事实上,函数read_buf真身位于zip.c文件。
/* ===========================================================================
 * Read a new buffer from the current input file, perform end-of-line
 * translation, and update the crc and input file size.
 * IN assertion: size >= 2 (for end-of-line translation)
 * 从当前输入数据中读入一个新的缓冲区,更新crc码(crc, cyclic-redundancy-check码是一种
 * 常见的纠错码)与文件大小。
 */
int file_read(buf, size)
    char *buf;
    unsigned size;
{
    unsigned len;

    Assert(insize == 0, "inbuf not empty");

	//此处尝试在从文件标识符ifd对应文件向buf写入size大小数据块
    len = read(ifd, buf, size);
    if (len == (unsigned)(-1) || len == 0) return (int)len;
	//crc是全局long变量,未压缩的文件自带
    crc = updcrc((uch*)buf, len);
    isize += (ulg)len;
    return (int)len;
}

@注3

MIN_LOOKAHEAD 常量的定义位于文件gzip.h,描述如下:
#define MIN_LOOKAHEAD (MAX_MATCH+MIN_MATCH+1)
/* Minimum amount of lookahead, except at the end of the input file.
 * See deflate.c for comments about the MIN_MATCH+1.
 */

#define MAX_DIST  (WSIZE-MIN_LOOKAHEAD)
/* In order to simplify the code, particularly on 16 bit machines, match
 * distances are limited to MAX_DIST instead of WSIZE.
 */
 其中MAX_MATCH = 258, MIN_MATCH = 3, 
 表示匹配长度小于3的一对串不能算作匹配串,因为光三元组
((charactor(匹配串的起始字符), distance, length))
 就不止3个字节了,强行压缩反而把数据量搞大了.
滑窗结构图


(看不清楚请点右键在新选项卡中打开)
如图,MIN_LOOKAHEAD 表示了超前查看区最小的长度,当不够时,就会调用fill_window函数。

@注4.
宏UPDATE_HASH与宏INSET_STRING 构成了一个哈希函数,其哈希值的求法比较特殊,是动态生成的,
也就是说,随着strstart指针的前进,不断由之前的旧值更新来得到新串的哈希值。
对于任意的字符串,其哈希值由其前3个字符生成,为什么是3个呢?因为MIN_MATCH = 3,
因此,前3项相同的串必为匹配串,从而匹配串总能被hash到同一条链内,虽然同一条链内的串不一定
都互为匹配串。
代码如下(按照我的思路,把2个宏的声明顺序换了一下)

/* ===========================================================================
 * Insert string s in the dictionary and set match_head to the previous head
 * of the hash chain (the most recent string with same hash key).

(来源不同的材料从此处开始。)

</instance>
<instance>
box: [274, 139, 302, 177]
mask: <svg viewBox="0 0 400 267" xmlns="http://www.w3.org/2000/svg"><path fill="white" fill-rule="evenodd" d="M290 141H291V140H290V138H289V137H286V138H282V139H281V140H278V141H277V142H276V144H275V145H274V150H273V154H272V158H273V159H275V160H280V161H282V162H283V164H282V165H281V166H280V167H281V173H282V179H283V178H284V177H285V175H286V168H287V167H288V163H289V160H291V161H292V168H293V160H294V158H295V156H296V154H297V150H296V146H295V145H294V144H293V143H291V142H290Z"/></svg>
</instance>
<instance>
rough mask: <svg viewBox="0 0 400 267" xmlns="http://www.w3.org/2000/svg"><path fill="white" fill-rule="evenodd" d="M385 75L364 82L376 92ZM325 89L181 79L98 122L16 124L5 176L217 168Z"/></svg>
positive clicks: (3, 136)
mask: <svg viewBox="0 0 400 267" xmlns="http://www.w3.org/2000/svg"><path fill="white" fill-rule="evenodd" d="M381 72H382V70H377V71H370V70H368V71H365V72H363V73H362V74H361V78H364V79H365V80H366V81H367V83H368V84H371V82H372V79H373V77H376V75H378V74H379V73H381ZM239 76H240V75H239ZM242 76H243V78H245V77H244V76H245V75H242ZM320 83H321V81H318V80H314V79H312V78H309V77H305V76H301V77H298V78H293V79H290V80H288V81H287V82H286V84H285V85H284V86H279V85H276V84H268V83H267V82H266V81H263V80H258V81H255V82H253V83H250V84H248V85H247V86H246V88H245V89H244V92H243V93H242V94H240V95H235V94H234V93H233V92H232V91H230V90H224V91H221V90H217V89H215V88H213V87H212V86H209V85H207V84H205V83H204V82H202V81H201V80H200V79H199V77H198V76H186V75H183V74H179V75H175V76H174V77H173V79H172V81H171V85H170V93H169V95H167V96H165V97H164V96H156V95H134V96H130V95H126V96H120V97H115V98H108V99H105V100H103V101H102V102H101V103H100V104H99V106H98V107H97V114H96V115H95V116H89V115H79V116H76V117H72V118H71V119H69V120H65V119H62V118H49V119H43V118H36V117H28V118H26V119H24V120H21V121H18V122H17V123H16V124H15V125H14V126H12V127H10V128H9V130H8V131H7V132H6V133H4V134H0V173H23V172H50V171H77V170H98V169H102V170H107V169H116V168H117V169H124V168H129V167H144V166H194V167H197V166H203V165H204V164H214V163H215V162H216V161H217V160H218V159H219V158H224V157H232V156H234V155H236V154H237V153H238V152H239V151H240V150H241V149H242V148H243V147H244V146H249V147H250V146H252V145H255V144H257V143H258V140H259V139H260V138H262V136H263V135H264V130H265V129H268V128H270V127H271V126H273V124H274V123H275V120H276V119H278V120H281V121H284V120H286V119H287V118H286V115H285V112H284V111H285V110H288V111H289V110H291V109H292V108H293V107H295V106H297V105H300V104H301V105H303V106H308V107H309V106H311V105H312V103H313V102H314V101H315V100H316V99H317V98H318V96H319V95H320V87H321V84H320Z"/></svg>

Return
 * the previous length of the hash chain.
 * IN  assertion: all calls to to INSERT_STRING are made with consecutive
 *    input characters and the first MIN_MATCH bytes of s are valid
 *    (except for the last MIN_MATCH-1 bytes of the input file).
 * 参数:
 * s为当前字符c位置,即strstart, 
 * match_head用于记录之前链头字符串地址;
 * 综述:
 * 掩码WMASK = WSIZE - 1,用于生成位于s位置的字符c在prev数组中的链接值。
 * 目的是保持如下的映射: 
 * prev[(字符c的位置s) & WMASK] = 同一链中位于c之前那个串在窗口中的起始字符位置
 * head[(以c为首的串生成的哈希码ins_h)] = c在窗口中的位置
 */
#define INSERT_STRING(s, match_head) \
   (UPDATE_HASH(ins_h, window[(s) + MIN_MATCH-1]), \
    prev[(s) & WMASK] = match_head = head[ins_h], \
    head[ins_h] = (s))
    
/* ===========================================================================
 * Update a hash value with the given input byte
 * IN  assertion: all calls to to UPDATE_HASH are made with consecutive
 *    input characters, so that a running hash key can be computed from the
 *    previous key instead of complete recalculation each time.
 *    参数:h为旧的哈希码,c为从INSERT_STRING中传入的的字符window[s + 2],
 *    综述:设哈希码长度为HASH_BITS,
 *    设计H_SHIFT = (HASH_BITS + MIN_MATCH - 1) / MIN_MATCH,
 *    即H_SHIFT 为哈希码长度除以3再向上取整,原因如下:
 *    设strtsart  = s, 此时生成的哈希码只能与
 *    window[s], window[s + 1], window[s + 2]有关,这一点是必须的,因此,必须通过左移将之前
 *    window[s - i],window[s - i + 1],......,window[s - 1](i >= MIN_MATCH - 1)
 *    产生的哈希码去掉,
 *    不妨设每次左移r位;
 *    window[s - i]左移一次,window[s - i + 1]左移一次,...,window[s]左移一次,
 *    共有i + 1次机会,从而(i + 1) * r >= HASH_BITS, 且 i >= MIN_MATCH - 1,
 *    于是 r = (HASH_BITS + i) / (i + 1) <= (HASH_BITS + MIN_MATCH - 1) / MIN_MATCH 
 */
#define UPDATE_HASH(h,c) (h = (((h)<<H_SHIFT) ^ (c)) & HASH_MASK)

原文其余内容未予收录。